Is a no-deal Brexit really worthwhile as UK GDP slips?
Tom Fowdy

Editor's Note: Tom Fowdy is a British political and international relations analyst and a graduate of Durham and Oxford universities. He writes on topics pertaining to China, the DPRK, Britain, and the U.S. The article reflects the author's opinions, and not necessarily the views of CGTN.

Today government statistics revealed that for the first since 2012, the GDP of the United Kingdom retracted in the second quarter of the year by 0.2 percent, a clear product of the growing slowdown created by business uncertainty pertaining to Brexit.

Economists have forecasted that total growth for the year is likely to amount to zero, and that the impact of a "no deal" result, threatened by Boris Johnson, would be certain to bring about a recession. In light of the news, the pound sterling immediately dropped against other major currencies, having already dropped significantly in recent weeks in response to the prime minister's policies.

Quite obviously, a retraction in GDP is the most clear sign yet of the impact that Brexit poses, as well of course a foreshadowing of the enormous risks and costs which lie ahead. This poses the question, is a no deal Brexit, or for that Brexit at all, truly worth it?

Far from the lucrative promises which have been made by the leading cheerleaders of Britain's departure from the European Union, it should be explicitly clear now that a continuation of the current path will serve to throw the country's economy off a cliff edge, in exchange for the supposed restoration of "national sovereignty" and a misleading allure to the restoration of national greatness.

Given it all, the public will likely not be so hostile to a softer outcome.

For many years, the emotional character of Brexit prevented the public at large from having a serious debate about its consequences. Although many were sincere in warning about the risks of Britain's departure, David Cameron's weaponization of outright fearmongering as part of the Remain campaign in 2015 and 2016 resulted in a divisive and emotional impact which saw many people simply stop listening.

Boris Johnson, the UK's prime minister, waves outside 10 Downing Street, London, July 24, 2019. /VCG Photo

Boris Johnson, the UK's prime minister, waves outside 10 Downing Street, London, July 24, 2019. /VCG Photo

Seeing this, the Leave Campaign weaponized Cameron and others claims under the coined slogan of "project fear" and utilizing populism and distrust of the establishment, argued that these voices were acting insincerely and that in reality, the consequences of Brexit would be so adverse.

As Michael Gove famously said in an interview "people have had enough of the experts"- and thus at least for the campaign and the immediate impact, the Leave campaign was able to successfully convince a majority of voters to dismiss and downplay the potential risks of Brexit, with aspects of national identity proving more influential than economic incentives.

However, the recent GDP figures now change the game. For the first time, the British economy has shrunk in size owing to circumstances which are clearly linked to Brexit. While growth had already long been downgraded on forecasts, a retraction was in fact not what economists were expecting.
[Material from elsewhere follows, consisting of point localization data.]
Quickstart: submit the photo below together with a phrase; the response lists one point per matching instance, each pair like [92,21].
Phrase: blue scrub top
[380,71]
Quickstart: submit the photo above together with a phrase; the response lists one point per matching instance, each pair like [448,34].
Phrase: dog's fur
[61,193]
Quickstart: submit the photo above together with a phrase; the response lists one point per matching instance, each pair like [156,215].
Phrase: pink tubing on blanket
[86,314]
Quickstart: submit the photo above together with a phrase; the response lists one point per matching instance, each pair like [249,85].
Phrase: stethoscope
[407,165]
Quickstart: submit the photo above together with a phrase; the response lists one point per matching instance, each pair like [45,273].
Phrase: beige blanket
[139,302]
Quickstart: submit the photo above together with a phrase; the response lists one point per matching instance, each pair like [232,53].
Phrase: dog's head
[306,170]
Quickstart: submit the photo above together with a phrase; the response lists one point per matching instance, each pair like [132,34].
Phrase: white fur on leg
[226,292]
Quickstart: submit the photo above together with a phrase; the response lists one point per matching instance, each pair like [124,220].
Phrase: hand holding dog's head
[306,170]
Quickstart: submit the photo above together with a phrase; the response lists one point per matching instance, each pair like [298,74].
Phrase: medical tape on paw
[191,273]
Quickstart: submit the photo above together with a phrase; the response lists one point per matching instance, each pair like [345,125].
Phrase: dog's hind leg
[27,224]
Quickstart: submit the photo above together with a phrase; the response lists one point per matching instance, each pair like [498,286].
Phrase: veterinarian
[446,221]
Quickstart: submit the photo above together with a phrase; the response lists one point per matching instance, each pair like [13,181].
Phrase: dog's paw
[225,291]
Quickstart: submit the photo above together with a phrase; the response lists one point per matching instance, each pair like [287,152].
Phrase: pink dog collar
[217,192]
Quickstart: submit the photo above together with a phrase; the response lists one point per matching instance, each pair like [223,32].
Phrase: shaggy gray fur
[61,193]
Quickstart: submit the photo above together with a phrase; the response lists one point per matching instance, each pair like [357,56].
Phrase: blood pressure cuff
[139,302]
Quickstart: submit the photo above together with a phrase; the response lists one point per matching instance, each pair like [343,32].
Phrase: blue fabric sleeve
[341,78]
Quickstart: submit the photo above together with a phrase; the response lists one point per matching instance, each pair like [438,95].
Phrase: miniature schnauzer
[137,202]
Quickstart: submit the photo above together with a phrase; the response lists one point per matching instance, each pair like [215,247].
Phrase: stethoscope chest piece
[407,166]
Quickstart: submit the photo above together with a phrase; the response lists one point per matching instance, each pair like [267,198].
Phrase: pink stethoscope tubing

This means undoubtedly that there is trouble ahead and more so, that if Boris Johnson's threats of a "No deal" with Europe if they do not renegotiate, truly materialize, that quite clearly the risk of a recession is almost certain.
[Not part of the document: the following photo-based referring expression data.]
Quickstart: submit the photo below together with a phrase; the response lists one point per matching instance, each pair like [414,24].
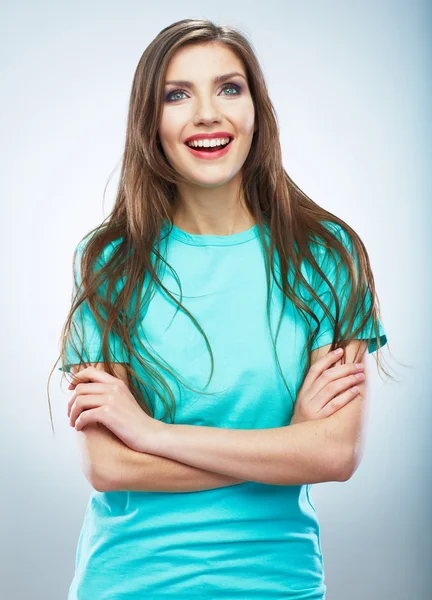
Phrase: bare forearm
[142,472]
[308,452]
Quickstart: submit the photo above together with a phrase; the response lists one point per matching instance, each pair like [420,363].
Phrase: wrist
[160,438]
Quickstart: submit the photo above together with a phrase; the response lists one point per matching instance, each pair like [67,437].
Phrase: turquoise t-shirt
[249,540]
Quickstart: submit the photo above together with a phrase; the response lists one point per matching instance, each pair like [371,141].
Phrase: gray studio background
[351,85]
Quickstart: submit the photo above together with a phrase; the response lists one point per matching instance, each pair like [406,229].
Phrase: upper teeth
[207,143]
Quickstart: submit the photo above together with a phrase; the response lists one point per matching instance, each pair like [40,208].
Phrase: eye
[233,86]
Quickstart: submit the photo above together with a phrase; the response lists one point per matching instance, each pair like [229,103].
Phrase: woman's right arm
[110,465]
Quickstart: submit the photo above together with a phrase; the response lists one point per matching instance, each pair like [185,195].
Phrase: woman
[206,392]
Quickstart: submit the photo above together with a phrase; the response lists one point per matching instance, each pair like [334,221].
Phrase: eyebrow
[217,79]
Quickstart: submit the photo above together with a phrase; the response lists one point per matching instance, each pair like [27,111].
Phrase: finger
[92,374]
[337,373]
[321,365]
[85,403]
[334,388]
[86,388]
[94,415]
[339,401]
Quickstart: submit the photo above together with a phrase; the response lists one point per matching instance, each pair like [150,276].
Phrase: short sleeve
[337,273]
[84,334]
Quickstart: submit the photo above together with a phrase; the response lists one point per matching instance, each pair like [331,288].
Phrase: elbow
[101,480]
[348,463]
[344,463]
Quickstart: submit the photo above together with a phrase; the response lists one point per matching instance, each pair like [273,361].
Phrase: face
[203,105]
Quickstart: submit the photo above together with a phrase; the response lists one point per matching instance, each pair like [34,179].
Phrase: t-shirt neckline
[196,239]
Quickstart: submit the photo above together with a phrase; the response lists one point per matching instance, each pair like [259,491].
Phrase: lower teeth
[211,148]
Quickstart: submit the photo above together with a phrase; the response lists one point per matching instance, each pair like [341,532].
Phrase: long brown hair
[144,201]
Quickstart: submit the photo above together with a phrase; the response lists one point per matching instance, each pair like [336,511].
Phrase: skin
[122,447]
[211,202]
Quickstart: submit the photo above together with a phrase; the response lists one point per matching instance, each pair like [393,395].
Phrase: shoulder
[104,254]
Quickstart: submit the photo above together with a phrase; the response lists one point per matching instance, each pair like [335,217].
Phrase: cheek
[245,121]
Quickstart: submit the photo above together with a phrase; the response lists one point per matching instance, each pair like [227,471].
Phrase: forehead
[203,61]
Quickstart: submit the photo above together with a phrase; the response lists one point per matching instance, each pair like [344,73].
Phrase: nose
[206,113]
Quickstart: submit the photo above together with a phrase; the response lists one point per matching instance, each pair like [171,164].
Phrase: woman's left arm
[309,452]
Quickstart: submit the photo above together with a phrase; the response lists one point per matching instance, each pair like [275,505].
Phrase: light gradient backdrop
[351,85]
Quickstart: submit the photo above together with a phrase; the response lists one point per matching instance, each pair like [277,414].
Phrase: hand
[102,398]
[325,390]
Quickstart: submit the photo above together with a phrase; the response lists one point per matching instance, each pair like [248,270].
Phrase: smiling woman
[221,288]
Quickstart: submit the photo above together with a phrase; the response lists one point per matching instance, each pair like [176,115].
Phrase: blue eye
[234,86]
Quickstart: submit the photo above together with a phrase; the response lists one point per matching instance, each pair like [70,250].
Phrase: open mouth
[210,149]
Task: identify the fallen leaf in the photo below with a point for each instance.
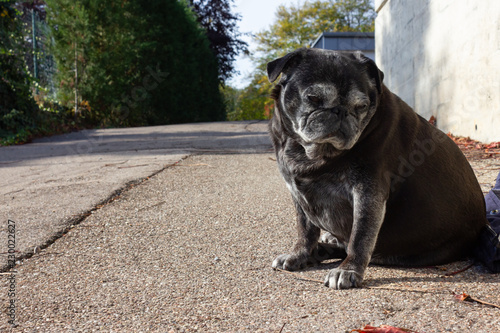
(383, 329)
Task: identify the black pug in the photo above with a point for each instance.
(388, 187)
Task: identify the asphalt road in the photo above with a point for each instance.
(174, 228)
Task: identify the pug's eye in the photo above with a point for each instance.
(314, 99)
(361, 106)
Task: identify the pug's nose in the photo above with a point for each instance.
(340, 111)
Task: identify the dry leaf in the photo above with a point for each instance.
(383, 329)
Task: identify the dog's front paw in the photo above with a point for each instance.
(339, 278)
(290, 262)
(328, 238)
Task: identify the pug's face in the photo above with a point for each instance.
(326, 97)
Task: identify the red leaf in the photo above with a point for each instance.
(383, 329)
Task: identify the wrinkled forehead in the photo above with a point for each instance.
(326, 67)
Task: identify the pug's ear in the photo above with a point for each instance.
(371, 69)
(275, 67)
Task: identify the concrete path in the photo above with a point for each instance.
(187, 247)
(53, 183)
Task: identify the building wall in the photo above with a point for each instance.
(443, 58)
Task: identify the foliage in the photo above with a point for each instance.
(221, 28)
(18, 109)
(138, 62)
(298, 26)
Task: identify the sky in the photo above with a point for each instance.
(256, 15)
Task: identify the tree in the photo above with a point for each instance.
(138, 62)
(18, 110)
(221, 28)
(293, 28)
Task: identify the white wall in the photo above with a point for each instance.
(442, 57)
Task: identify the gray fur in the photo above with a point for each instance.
(388, 187)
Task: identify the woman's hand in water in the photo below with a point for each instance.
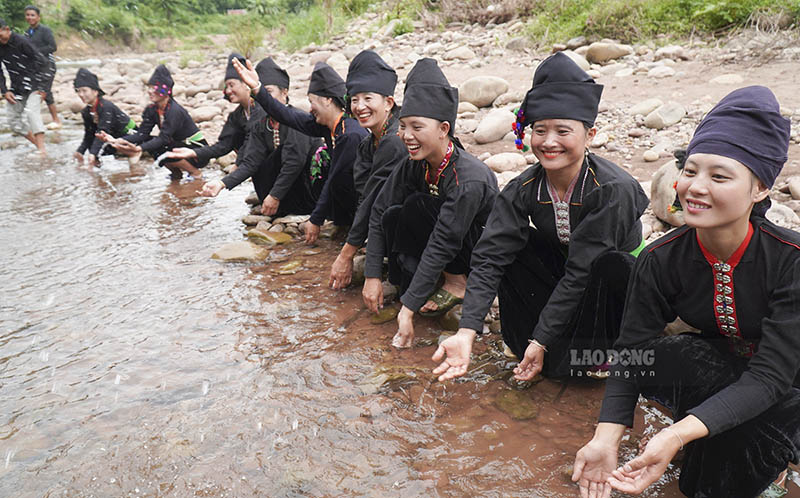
(404, 338)
(372, 293)
(455, 350)
(248, 74)
(212, 188)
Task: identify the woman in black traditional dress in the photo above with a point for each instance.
(560, 243)
(735, 276)
(432, 209)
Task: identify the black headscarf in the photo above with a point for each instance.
(369, 73)
(230, 71)
(86, 78)
(746, 125)
(162, 80)
(326, 82)
(270, 73)
(429, 94)
(561, 90)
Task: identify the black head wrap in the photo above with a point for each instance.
(162, 80)
(369, 73)
(86, 78)
(429, 94)
(746, 126)
(326, 82)
(270, 73)
(560, 90)
(230, 71)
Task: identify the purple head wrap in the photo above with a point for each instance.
(746, 126)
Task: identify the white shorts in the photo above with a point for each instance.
(26, 115)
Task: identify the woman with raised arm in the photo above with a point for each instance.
(326, 92)
(175, 129)
(432, 209)
(370, 87)
(99, 116)
(732, 389)
(560, 243)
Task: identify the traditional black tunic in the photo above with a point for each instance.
(106, 117)
(741, 368)
(26, 66)
(467, 189)
(338, 198)
(604, 213)
(42, 38)
(284, 172)
(374, 163)
(176, 129)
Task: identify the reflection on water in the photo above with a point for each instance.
(132, 364)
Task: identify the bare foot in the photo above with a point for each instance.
(454, 284)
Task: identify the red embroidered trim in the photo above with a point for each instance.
(724, 302)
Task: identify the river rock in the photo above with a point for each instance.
(578, 59)
(481, 91)
(599, 52)
(645, 107)
(242, 251)
(466, 107)
(600, 140)
(459, 53)
(516, 404)
(204, 113)
(661, 72)
(494, 126)
(666, 115)
(782, 215)
(674, 52)
(728, 79)
(506, 161)
(662, 194)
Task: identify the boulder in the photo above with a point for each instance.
(204, 113)
(506, 161)
(494, 126)
(645, 107)
(662, 194)
(599, 52)
(666, 115)
(577, 59)
(481, 91)
(459, 53)
(242, 251)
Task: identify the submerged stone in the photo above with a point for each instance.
(516, 404)
(384, 315)
(242, 251)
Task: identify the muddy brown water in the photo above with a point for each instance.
(131, 364)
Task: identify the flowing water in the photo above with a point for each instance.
(131, 364)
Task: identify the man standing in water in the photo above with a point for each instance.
(26, 67)
(42, 38)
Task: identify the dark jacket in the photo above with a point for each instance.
(605, 208)
(108, 118)
(373, 166)
(468, 189)
(26, 66)
(673, 278)
(346, 137)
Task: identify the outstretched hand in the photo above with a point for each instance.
(248, 74)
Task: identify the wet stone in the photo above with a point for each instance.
(516, 404)
(384, 315)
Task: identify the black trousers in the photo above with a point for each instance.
(300, 198)
(344, 197)
(742, 461)
(407, 228)
(527, 285)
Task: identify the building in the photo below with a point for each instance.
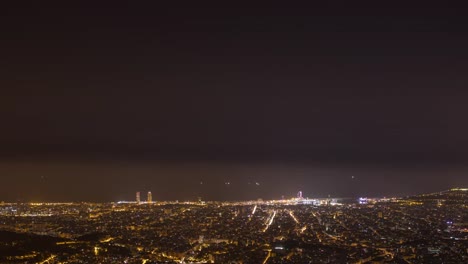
(138, 200)
(150, 197)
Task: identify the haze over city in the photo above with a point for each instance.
(100, 102)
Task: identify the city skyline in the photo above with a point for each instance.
(330, 99)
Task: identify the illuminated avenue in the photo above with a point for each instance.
(420, 229)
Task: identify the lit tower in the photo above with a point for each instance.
(138, 197)
(299, 195)
(150, 197)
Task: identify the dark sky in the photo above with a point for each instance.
(98, 102)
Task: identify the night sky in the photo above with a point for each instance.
(99, 102)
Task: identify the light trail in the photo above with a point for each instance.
(47, 260)
(255, 209)
(267, 257)
(293, 217)
(271, 221)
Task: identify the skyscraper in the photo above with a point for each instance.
(150, 197)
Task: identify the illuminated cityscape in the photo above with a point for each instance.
(143, 132)
(429, 228)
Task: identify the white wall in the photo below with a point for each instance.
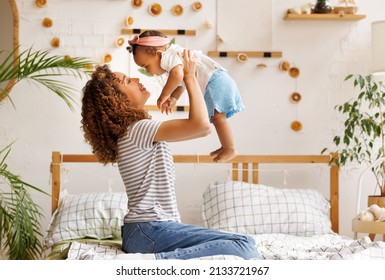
(325, 52)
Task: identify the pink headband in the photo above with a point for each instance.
(151, 41)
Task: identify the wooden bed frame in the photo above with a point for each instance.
(240, 169)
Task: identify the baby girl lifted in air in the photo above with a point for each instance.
(152, 50)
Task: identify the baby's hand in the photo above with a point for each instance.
(162, 100)
(168, 105)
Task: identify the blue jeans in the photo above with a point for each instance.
(173, 240)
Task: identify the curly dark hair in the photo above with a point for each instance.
(106, 114)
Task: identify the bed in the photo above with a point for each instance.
(286, 223)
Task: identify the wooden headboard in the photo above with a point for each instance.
(242, 166)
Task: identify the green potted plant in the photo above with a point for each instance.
(20, 233)
(362, 139)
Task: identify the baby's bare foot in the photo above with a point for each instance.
(223, 155)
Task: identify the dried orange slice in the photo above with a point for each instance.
(284, 66)
(136, 3)
(295, 97)
(120, 41)
(155, 9)
(107, 58)
(47, 22)
(294, 72)
(196, 6)
(242, 57)
(40, 3)
(296, 125)
(177, 10)
(55, 42)
(129, 20)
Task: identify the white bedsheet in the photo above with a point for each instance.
(270, 247)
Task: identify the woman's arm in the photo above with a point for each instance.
(197, 124)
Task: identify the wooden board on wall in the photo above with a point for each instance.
(244, 25)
On these grounds, is Brexit at least on no deal terms, truly worth the costs? Those who voted for it obviously had reason to expect some impact, but not seemingly an outright decline in GDP.
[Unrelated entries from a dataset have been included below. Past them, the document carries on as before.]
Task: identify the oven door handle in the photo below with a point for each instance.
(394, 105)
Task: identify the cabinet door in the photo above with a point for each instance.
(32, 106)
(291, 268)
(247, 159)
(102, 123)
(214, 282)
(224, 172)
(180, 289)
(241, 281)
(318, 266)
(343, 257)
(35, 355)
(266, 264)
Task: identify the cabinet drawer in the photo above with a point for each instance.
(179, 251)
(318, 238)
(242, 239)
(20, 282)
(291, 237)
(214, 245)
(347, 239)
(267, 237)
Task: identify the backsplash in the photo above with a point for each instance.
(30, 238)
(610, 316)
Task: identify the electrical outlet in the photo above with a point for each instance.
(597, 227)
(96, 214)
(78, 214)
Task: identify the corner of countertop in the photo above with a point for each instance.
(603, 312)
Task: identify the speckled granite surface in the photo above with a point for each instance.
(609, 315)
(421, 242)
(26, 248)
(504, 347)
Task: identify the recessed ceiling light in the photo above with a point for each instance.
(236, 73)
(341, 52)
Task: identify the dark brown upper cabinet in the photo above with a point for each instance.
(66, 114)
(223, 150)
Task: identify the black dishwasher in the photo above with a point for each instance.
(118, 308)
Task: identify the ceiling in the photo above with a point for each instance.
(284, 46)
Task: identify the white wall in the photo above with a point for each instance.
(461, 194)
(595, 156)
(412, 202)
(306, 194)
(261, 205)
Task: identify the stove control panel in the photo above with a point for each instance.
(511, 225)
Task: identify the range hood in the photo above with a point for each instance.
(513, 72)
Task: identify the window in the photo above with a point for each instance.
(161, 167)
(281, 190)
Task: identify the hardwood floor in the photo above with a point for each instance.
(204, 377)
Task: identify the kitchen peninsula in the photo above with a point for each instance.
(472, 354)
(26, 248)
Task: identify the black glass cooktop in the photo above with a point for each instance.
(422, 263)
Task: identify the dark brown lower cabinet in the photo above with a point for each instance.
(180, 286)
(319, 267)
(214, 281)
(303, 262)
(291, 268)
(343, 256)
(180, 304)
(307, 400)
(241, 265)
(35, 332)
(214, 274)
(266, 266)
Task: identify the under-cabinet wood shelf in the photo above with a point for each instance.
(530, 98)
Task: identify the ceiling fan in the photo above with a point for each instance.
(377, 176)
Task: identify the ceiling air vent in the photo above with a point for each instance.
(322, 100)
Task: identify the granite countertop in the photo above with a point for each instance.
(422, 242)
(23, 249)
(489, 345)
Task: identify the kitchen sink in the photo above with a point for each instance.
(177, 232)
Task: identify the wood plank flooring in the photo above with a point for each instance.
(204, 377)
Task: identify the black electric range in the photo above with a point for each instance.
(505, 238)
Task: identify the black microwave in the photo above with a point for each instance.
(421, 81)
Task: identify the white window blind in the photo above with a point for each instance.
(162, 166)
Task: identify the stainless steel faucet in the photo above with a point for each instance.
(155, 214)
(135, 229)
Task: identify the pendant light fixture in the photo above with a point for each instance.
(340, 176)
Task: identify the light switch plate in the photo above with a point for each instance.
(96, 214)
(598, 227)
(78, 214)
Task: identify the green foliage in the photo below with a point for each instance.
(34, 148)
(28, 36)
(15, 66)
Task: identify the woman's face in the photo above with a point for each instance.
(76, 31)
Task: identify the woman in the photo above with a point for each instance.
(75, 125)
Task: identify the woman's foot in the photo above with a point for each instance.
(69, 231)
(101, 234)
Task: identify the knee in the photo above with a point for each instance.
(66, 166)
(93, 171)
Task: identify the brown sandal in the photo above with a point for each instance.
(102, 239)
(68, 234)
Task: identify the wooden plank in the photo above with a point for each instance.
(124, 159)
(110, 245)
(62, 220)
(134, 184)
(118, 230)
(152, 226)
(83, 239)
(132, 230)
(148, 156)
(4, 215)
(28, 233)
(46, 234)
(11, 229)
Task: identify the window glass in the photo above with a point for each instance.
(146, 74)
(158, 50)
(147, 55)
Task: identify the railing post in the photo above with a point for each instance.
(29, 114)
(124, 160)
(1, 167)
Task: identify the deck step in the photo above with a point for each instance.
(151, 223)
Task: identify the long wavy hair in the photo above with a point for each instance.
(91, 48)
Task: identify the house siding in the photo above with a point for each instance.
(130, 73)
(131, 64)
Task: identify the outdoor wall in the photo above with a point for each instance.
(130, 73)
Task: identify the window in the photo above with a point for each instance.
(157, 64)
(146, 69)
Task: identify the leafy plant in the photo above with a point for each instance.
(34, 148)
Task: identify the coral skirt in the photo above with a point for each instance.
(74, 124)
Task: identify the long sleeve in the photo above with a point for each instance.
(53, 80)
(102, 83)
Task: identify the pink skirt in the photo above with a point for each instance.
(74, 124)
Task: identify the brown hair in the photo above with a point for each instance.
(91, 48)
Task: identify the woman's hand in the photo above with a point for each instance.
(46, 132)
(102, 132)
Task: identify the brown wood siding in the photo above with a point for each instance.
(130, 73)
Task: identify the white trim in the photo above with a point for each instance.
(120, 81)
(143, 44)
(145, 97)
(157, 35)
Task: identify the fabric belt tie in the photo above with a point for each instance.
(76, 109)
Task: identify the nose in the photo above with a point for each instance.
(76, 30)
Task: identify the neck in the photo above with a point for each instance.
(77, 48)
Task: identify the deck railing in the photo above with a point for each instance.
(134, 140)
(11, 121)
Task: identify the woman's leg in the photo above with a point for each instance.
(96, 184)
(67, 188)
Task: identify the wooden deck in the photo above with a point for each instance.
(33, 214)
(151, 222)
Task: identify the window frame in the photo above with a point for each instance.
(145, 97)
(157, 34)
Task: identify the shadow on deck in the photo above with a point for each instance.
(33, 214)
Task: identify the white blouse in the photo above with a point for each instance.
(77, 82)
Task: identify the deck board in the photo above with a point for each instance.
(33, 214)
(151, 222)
For some portions of the electorate, this may be a reality which finally seeks in: Brexit, even though people have wielded some grievances with the European Union's policies, may not be truly worth the costs. 

Businessmen speak in the street in the City of London, August 9, 2019. /VCG Photo

Businessmen speak in the street in the City of London, August 9, 2019. /VCG Photo

Many people will note that they were promised all kinds of economic gains in light of Britain's departure, including new money for the NHS and new trade deals on more favorable terms, but with the privileges of "national sovereignty being restored"– hence why Gavin Williamson had spoken of the "restoration of Britain's hard power."

Now in reality, the country is in a weaker position than ever, with a no deal result likely to bring about certain economic catastrophe. Undoubtedly, some people must be questioning if this is truly what they wanted.

Given this, despite the right-wing of the Conservative Party hounding Theresa May out of the door for a "compromise" deal and unconvincingly thinking that they can push Brussels for better terms, Boris Johnson and his government might want to question if the current strategy is really worthwhile.

Thus, far from the public getting angry over a so called "Brexit Betrayal" by elites and belief that a "silent majority" want a hard and serious Brexit, these statistics may serve to be a prompting that the public at large may be more willing to accept a soft and compromise based Brexit than actually believed.

Is after all, a no-deal Brexit which secures "sovereignty" really worth the cost of one's job, standard of living and economic future? It's unlikely many would truly agree.